As my ex-wife is a nurse, she read my chart. I watched her read it with a pensive expression on her face, as she probably understood all the notes and test results far better than I ever could.

She wouldn’t tell me what it said though; instead explaining that it was up to my doctor to give me this information.

She asked me something quite strange; she asked me if I had been faithful to her during our marriage. At the time, I didn’t realise why.

I told her, with a perfectly straight face and no irony in my voice, that indeed I had been loyal and monogamous the entire time.

Under those circumstances, what else could I have said?

She didn’t have her daughter with her, which I guess was a blessing and I didn’t ask where she was; it’s none of my concern anyway.

She really is my ex-wife now, finally. When I was released from hospital and returned to my flat, the final divorce paperwork, the decree absolute, was awaiting me.

Maybe it had already been issued when she visited me, which could explain why she asked me if I ever cheated, but it was still kind of her to take the time to see me.

That's the thing about my ex-wife, even though she royally fucked me over with the baby, she is still capable of unexpected moments of kindness. Go figure.

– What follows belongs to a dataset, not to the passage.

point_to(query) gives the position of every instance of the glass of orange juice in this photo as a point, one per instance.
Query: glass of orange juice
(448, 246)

My doctor, a cardiologist, is quite a character and has a great sense of humour. He was born in India, but has lived here in the UK for many, many years.

He seemed to take it as a challenge to discover what was behind my heart attack and ordered many tests.

I didn’t want to tell the doctor about my drug use. It was a combination of embarrassment and fear; I’m ashamed of my behaviour and I was afraid that the doctor might be duly bound to report me to the police or something.

Thankfully, neither was the case.

I could see how frustrated the doctor was becoming, as each test he ran on me came back negative. Finally, I felt so badly that I explained to him exactly what my lifestyle had been like for the last year or so.

I confessed to everything in lurid detail, I didn’t leave anything out.

My doctor listened with rapt attention, surprised by my revelations.

The doctor told me how lucky I was, how this could have been much, much worse. He explained that rest, exercise and a “change in lifestyle” were all I needed to get back to my former self.

Can it really be that simple?

I’ve been for some rehabilitation already and they’ve suggested I join a gym and keep up a light exercise regime until I build up my strength.

That’s the thing, I just always feel tired and I don’t know what I can do about that.

On the night of my heart attack, I had never been so frightened in my life.

On the night of my heart attack, my life changed completely.

On the night of my heart attack, I thought I would die.

I’ve turned over a new leaf. I’ve been given a second chance. I’m not going to squander it. I’m going to make the most of every second I have left.

Comments:
glad to hear you're doing better discreet.